Open thou mine eyes,
that I may behold wondrous things out of thy law.
~ Psalm 119:18

Life has been sought and now he seeks light. Life is a first thing. You cannot do anything without life. Having life makes light a first thing. When there is little or no light, you don’t know what life you have nor what to do with it. The request here is a naturally and logically ordered request.

Open thou mine eyes
God formed the eye (Psalm 94:9) and He opens the blind eyes (Psalm 146:8). The Psalmist seeks eye-opening from God. If the light of truth and wisdom is sought, it is best sought from the source of truth and wisdom, God.
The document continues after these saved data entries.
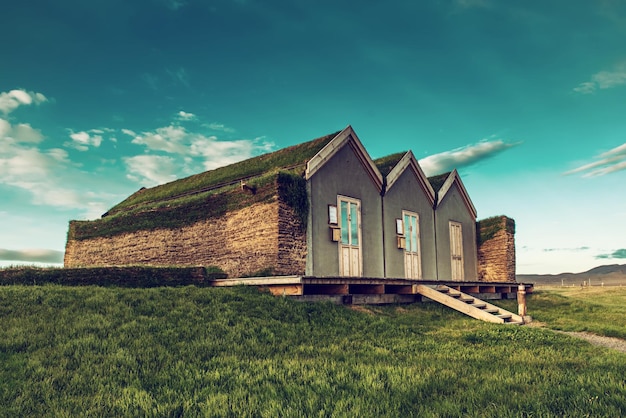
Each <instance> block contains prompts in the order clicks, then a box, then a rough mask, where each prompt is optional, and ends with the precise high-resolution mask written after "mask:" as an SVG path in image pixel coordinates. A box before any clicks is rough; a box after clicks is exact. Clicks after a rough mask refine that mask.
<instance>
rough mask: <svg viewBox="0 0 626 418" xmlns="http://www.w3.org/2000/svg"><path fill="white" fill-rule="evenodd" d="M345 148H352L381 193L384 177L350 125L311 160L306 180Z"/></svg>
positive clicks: (365, 169)
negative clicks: (347, 147)
mask: <svg viewBox="0 0 626 418" xmlns="http://www.w3.org/2000/svg"><path fill="white" fill-rule="evenodd" d="M344 146H350V147H351V148H352V150H353V151H354V154H355V155H356V156H357V158H358V160H359V161H360V163H361V164H362V165H363V168H364V169H365V171H366V172H367V174H368V175H369V177H370V179H371V180H372V182H373V183H374V185H375V186H376V187H377V189H378V191H379V192H382V190H383V176H382V174H381V173H380V171H379V170H378V168H377V167H376V165H375V164H374V162H373V161H372V158H371V157H370V156H369V154H368V153H367V151H366V150H365V147H363V144H362V143H361V141H360V140H359V138H358V136H357V135H356V132H354V130H353V129H352V127H351V126H350V125H348V126H347V127H346V128H345V129H344V130H343V131H341V132H339V133H338V134H337V136H335V137H334V138H333V139H332V140H331V141H330V142H329V143H328V144H326V146H325V147H324V148H322V149H321V150H320V151H319V152H318V153H317V154H315V155H314V156H313V158H311V159H310V160H309V161H308V162H307V165H306V172H305V179H306V180H309V179H310V178H311V177H312V176H313V175H314V174H315V173H316V172H317V171H318V170H320V169H321V168H322V167H323V166H324V165H325V164H326V162H328V161H329V160H330V159H331V158H332V157H333V156H334V155H335V154H336V153H337V152H338V151H339V150H340V149H342V148H343V147H344Z"/></svg>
He begins at the right starting point in acknowledging God as the One who opens eyes.

The words of this verse come from the mouth of a humble learner. Humility is required in learning anything. You have to acknowledge that you don’t know something and seek out someone who does know that you may be instructed (Proverbs 1:7). If you’ve ever taught a class, coached a team, or tried to train someone on a job, you know that if they are proud and stubborn, they are unteachable. Many such come to hard knocks that wisdom could have prevented. The fool thinks he knows everything, or at least all he needs to know, and so sets wise instruction aside (Proverbs 12:15). The sluggard, who is a special brand of fool, knows better in his own mind than seven men who actually know what they are talking about (Proverbs 26:16). The fool’s folly is his own undoing.

That I may behold wondrous things out of thy law
The Psalmist manifests wisdom in this request. He knows God’s law is filled with wondrous things. The word signifies depth, beauty, hidden, high, and wonderful. You could also infer valuable from the description, like a prize treasure (Psalm 19:10). He will go on to speak of God’s Word as something he savored (Psalm 119:103).

His desire is to the Word of God and not something else. He is not bored and clamoring after something new and different. He assumes the posture of a humble disciple at the feet of the Master. Too often we approach the Word of God like we do a dictionary. We want to turn to the precise page to find only the definition of the word we are interested in. Thumb tabs help and so does alphabetical arrangement. God’s Word is not alphabetized nor indexed. It is meant to be read, savored, and treasured.

This is the proper posture of the humble learner. “God, open my eyes. Teach me what You would have me learn.”